Another cause of your legs feeling heavy when running is increased mileage. When increasing your mileage it is quite common to have a heavy feeling in the legs. However, this usually passes as the body adapts to the increased mileage. That means if you experience a heavy feeling after increasing your mileage, you should plan in a recovery week after 3-4 weeks of increased mileage. This will help shed any fatigue you may have generated from increasing the duration of your runs. Doing so will also allow you to continue to increase your weekly volume.
Tired Legs When Running? What Should You do?
If you experienced tired legs when running, there are a few things you can do.
– Turn your planned run into a recovery run
– Shorten your run
– Run as planned
– Take a complete rest day
– Replace running with cycling or swimming
Generally, it is ok to keep running when your legs feel heavy. However, you first must understand the scale of the fatigue.
If it is a general feeling of tiredness, replacing your planned run with a slow recovery run can help put the spring back in your bounce. It will also help loosen up the muscles so you can complete the following day’s training as planned.
If you are struggling to even run slow, you may want to replace your session with cycling or swimming. Alternatively, a complete rest day maybe even wiser.
Only you can decide whether you need to rest or not. However, some tools that can help you make an informed decision and these tools are your heart rate monitor and GPS watch.
Heart rate monitors can help you understand how bad the fatigue is. For example, if you cannot raise your heart rate during exercise, it’s a sure sign you are fatigued. There is also a chance (if it lasts for some days) you are getting sick.
Other things like your resting heart rate can also help you make an informed decision about whether you should train or not. An increased resting heart rate of more than 15 beats per minute, maybe a sign that you are over trained, tired, or picking up an illness.

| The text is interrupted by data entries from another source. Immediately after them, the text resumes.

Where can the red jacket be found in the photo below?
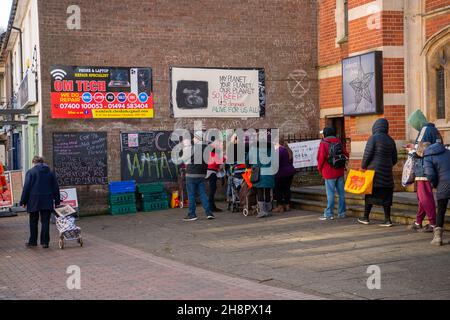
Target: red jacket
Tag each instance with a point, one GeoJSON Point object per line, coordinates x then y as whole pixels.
{"type": "Point", "coordinates": [215, 162]}
{"type": "Point", "coordinates": [325, 169]}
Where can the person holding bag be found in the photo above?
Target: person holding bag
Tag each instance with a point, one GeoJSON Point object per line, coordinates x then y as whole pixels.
{"type": "Point", "coordinates": [380, 155]}
{"type": "Point", "coordinates": [427, 133]}
{"type": "Point", "coordinates": [263, 181]}
{"type": "Point", "coordinates": [331, 159]}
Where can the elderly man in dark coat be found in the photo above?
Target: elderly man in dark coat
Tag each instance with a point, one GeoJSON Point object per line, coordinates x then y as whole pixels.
{"type": "Point", "coordinates": [40, 195]}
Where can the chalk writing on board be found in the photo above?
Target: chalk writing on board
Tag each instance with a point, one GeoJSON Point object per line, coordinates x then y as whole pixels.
{"type": "Point", "coordinates": [80, 158]}
{"type": "Point", "coordinates": [150, 159]}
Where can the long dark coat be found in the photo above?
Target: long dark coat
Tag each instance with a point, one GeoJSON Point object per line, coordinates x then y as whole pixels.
{"type": "Point", "coordinates": [41, 190]}
{"type": "Point", "coordinates": [380, 155]}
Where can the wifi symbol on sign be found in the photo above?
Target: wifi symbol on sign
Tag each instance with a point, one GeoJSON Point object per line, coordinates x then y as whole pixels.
{"type": "Point", "coordinates": [58, 74]}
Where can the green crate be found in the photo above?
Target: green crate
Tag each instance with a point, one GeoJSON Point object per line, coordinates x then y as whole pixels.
{"type": "Point", "coordinates": [150, 188]}
{"type": "Point", "coordinates": [122, 198]}
{"type": "Point", "coordinates": [154, 206]}
{"type": "Point", "coordinates": [122, 209]}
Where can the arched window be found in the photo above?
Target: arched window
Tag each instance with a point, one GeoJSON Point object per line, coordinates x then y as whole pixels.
{"type": "Point", "coordinates": [440, 93]}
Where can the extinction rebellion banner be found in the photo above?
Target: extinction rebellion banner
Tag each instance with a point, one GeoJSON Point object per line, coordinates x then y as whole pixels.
{"type": "Point", "coordinates": [101, 92]}
{"type": "Point", "coordinates": [217, 92]}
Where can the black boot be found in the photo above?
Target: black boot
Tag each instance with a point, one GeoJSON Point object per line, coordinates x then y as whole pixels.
{"type": "Point", "coordinates": [387, 217]}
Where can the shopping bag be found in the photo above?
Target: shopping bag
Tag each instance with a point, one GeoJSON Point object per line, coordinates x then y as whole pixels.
{"type": "Point", "coordinates": [359, 182]}
{"type": "Point", "coordinates": [246, 176]}
{"type": "Point", "coordinates": [254, 177]}
{"type": "Point", "coordinates": [408, 175]}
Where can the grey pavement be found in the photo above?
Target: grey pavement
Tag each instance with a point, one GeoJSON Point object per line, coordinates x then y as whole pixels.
{"type": "Point", "coordinates": [109, 270]}
{"type": "Point", "coordinates": [293, 251]}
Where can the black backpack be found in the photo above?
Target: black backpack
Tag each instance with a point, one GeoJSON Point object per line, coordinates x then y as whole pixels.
{"type": "Point", "coordinates": [336, 157]}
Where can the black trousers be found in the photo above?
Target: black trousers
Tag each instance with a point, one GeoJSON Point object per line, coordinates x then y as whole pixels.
{"type": "Point", "coordinates": [282, 191]}
{"type": "Point", "coordinates": [45, 227]}
{"type": "Point", "coordinates": [263, 194]}
{"type": "Point", "coordinates": [442, 208]}
{"type": "Point", "coordinates": [212, 180]}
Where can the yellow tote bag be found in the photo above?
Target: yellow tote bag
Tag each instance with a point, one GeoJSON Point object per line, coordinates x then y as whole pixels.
{"type": "Point", "coordinates": [359, 182]}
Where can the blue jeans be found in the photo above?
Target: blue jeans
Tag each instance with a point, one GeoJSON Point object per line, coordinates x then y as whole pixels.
{"type": "Point", "coordinates": [192, 185]}
{"type": "Point", "coordinates": [332, 185]}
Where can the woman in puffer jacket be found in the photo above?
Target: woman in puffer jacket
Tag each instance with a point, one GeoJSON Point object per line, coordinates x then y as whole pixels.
{"type": "Point", "coordinates": [380, 155]}
{"type": "Point", "coordinates": [437, 170]}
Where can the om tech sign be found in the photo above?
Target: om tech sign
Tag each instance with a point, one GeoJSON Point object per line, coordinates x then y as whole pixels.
{"type": "Point", "coordinates": [101, 92]}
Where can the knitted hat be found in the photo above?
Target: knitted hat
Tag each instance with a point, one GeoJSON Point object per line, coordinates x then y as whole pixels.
{"type": "Point", "coordinates": [198, 134]}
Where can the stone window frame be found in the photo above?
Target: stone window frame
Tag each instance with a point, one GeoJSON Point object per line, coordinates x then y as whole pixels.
{"type": "Point", "coordinates": [437, 56]}
{"type": "Point", "coordinates": [341, 19]}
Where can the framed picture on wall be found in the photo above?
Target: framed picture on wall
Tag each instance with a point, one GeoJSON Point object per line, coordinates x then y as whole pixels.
{"type": "Point", "coordinates": [362, 84]}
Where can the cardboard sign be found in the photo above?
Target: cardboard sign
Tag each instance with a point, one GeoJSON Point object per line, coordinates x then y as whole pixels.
{"type": "Point", "coordinates": [217, 92]}
{"type": "Point", "coordinates": [305, 153]}
{"type": "Point", "coordinates": [69, 197]}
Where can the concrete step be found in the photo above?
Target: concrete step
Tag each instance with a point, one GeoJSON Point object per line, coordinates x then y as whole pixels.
{"type": "Point", "coordinates": [377, 213]}
{"type": "Point", "coordinates": [402, 201]}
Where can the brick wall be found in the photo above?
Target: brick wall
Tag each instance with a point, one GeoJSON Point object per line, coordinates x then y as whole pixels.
{"type": "Point", "coordinates": [436, 23]}
{"type": "Point", "coordinates": [277, 35]}
{"type": "Point", "coordinates": [431, 5]}
{"type": "Point", "coordinates": [364, 35]}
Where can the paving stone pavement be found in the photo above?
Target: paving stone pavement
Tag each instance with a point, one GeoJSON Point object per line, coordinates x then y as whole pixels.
{"type": "Point", "coordinates": [157, 256]}
{"type": "Point", "coordinates": [293, 250]}
{"type": "Point", "coordinates": [110, 270]}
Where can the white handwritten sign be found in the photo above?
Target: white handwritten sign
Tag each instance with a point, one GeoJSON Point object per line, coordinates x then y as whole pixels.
{"type": "Point", "coordinates": [217, 92]}
{"type": "Point", "coordinates": [305, 153]}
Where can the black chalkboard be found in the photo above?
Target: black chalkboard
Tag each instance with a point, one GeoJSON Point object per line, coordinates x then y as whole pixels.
{"type": "Point", "coordinates": [80, 158]}
{"type": "Point", "coordinates": [146, 157]}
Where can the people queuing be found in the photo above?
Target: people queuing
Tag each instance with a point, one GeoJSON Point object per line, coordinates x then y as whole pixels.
{"type": "Point", "coordinates": [380, 155]}
{"type": "Point", "coordinates": [265, 181]}
{"type": "Point", "coordinates": [427, 133]}
{"type": "Point", "coordinates": [331, 160]}
{"type": "Point", "coordinates": [284, 177]}
{"type": "Point", "coordinates": [195, 177]}
{"type": "Point", "coordinates": [213, 173]}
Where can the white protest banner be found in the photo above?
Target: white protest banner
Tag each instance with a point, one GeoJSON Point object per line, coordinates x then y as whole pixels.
{"type": "Point", "coordinates": [217, 92]}
{"type": "Point", "coordinates": [69, 196]}
{"type": "Point", "coordinates": [305, 153]}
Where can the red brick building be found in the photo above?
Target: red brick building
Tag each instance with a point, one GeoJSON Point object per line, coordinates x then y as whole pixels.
{"type": "Point", "coordinates": [279, 36]}
{"type": "Point", "coordinates": [414, 38]}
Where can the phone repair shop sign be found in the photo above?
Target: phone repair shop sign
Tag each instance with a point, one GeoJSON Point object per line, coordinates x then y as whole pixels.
{"type": "Point", "coordinates": [101, 92]}
{"type": "Point", "coordinates": [69, 197]}
{"type": "Point", "coordinates": [305, 153]}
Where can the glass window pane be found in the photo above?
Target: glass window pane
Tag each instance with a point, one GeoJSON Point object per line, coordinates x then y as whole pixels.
{"type": "Point", "coordinates": [440, 94]}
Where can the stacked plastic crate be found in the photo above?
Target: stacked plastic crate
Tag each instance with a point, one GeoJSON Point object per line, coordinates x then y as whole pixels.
{"type": "Point", "coordinates": [152, 196]}
{"type": "Point", "coordinates": [122, 197]}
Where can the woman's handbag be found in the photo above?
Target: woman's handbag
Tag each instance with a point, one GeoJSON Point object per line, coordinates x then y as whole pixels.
{"type": "Point", "coordinates": [359, 182]}
{"type": "Point", "coordinates": [256, 171]}
{"type": "Point", "coordinates": [408, 175]}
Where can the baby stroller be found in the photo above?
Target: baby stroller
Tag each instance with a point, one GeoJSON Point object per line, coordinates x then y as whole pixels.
{"type": "Point", "coordinates": [68, 231]}
{"type": "Point", "coordinates": [247, 196]}
{"type": "Point", "coordinates": [234, 179]}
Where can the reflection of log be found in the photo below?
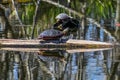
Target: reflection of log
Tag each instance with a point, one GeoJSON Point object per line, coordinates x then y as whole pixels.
{"type": "Point", "coordinates": [53, 49]}
{"type": "Point", "coordinates": [14, 43]}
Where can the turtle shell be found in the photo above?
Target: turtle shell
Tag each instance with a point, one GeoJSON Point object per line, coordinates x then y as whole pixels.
{"type": "Point", "coordinates": [50, 34]}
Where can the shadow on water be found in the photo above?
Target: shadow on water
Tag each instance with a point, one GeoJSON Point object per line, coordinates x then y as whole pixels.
{"type": "Point", "coordinates": [62, 64]}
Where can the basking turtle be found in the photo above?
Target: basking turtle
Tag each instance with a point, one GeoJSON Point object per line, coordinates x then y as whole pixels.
{"type": "Point", "coordinates": [51, 34]}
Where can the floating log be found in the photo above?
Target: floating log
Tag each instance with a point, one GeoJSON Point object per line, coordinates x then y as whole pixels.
{"type": "Point", "coordinates": [72, 43]}
{"type": "Point", "coordinates": [54, 49]}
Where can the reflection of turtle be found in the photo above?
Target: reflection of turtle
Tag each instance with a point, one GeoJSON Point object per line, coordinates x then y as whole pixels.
{"type": "Point", "coordinates": [50, 34]}
{"type": "Point", "coordinates": [52, 55]}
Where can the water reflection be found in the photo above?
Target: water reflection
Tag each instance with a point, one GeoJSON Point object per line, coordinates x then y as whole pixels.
{"type": "Point", "coordinates": [60, 65]}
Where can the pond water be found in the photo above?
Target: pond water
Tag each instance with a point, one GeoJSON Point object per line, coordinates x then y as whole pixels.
{"type": "Point", "coordinates": [81, 64]}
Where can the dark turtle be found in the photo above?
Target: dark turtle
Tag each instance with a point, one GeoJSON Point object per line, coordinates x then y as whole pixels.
{"type": "Point", "coordinates": [50, 34]}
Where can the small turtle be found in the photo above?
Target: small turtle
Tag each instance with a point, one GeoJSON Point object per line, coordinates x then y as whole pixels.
{"type": "Point", "coordinates": [51, 34]}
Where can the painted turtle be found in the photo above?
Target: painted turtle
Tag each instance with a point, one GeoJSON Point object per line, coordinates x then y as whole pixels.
{"type": "Point", "coordinates": [50, 34]}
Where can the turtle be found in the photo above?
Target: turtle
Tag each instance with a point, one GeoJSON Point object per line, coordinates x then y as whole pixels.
{"type": "Point", "coordinates": [51, 34]}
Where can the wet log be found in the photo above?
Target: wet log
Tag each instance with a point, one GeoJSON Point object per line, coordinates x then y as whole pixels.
{"type": "Point", "coordinates": [72, 43]}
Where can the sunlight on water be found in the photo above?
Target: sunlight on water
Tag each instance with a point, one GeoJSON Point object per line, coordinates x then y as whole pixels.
{"type": "Point", "coordinates": [62, 64]}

A GPS watch can also tell you a similar story. If your legs are heavy and you are evening struggling to run at the same speed you usually do. It is a sure sign you are tired.
Tired Legs After Running – Is it Normal?
While we have mostly spoken about why your legs feel heavy and tired running, there is the feeling of tired legs after running. Is this normal? And how often should your legs feel tired after running?
For most athletes, not just runners. It is normal to experience tired legs after training. We are constantly pushing our bodies to the limit, both with intensity and volume. However, we shouldn’t have tired legs after running every day.
Tired legs after long runs, interval workouts, and tempo runs are quite common, but should generally pass by the next day if you have correctly planned in your recovery. If you are constantly experiencing tired legs after running every day, then you have not allowed adequate recovery. That means you need to include more rest days, or recovery runs into your training program.
Planning in a recovery week every 3-5 weeks can also help reduce tired legs after running, as it will help shed any fatigue you carry into the next block of training. Typically if you are taking a rest week every 4th week, it is normal to start to feel fatigued in the legs in the 3rd week.
Alternatively, booking in a regular massage can help prevent tired legs after running and prevent build up of muscular fatigue. Just remember to plan a recovery day after a deep tissue massage. Otherwise you legs will feel heavy when running.
Should I Run with Tired Legs?
To make improvements in your running there needs to be a balance between training fatigued and training recovered. Fatigue is necessary to improve and it can often help you get used to how the body will feel during a race.
However, as we have discussed in this article, there are benefits and disadvantages to running with tired legs.
If you are unsure what you should do, reach out to a qualified running coach. They can then help you make an informed decision whether you should run or not.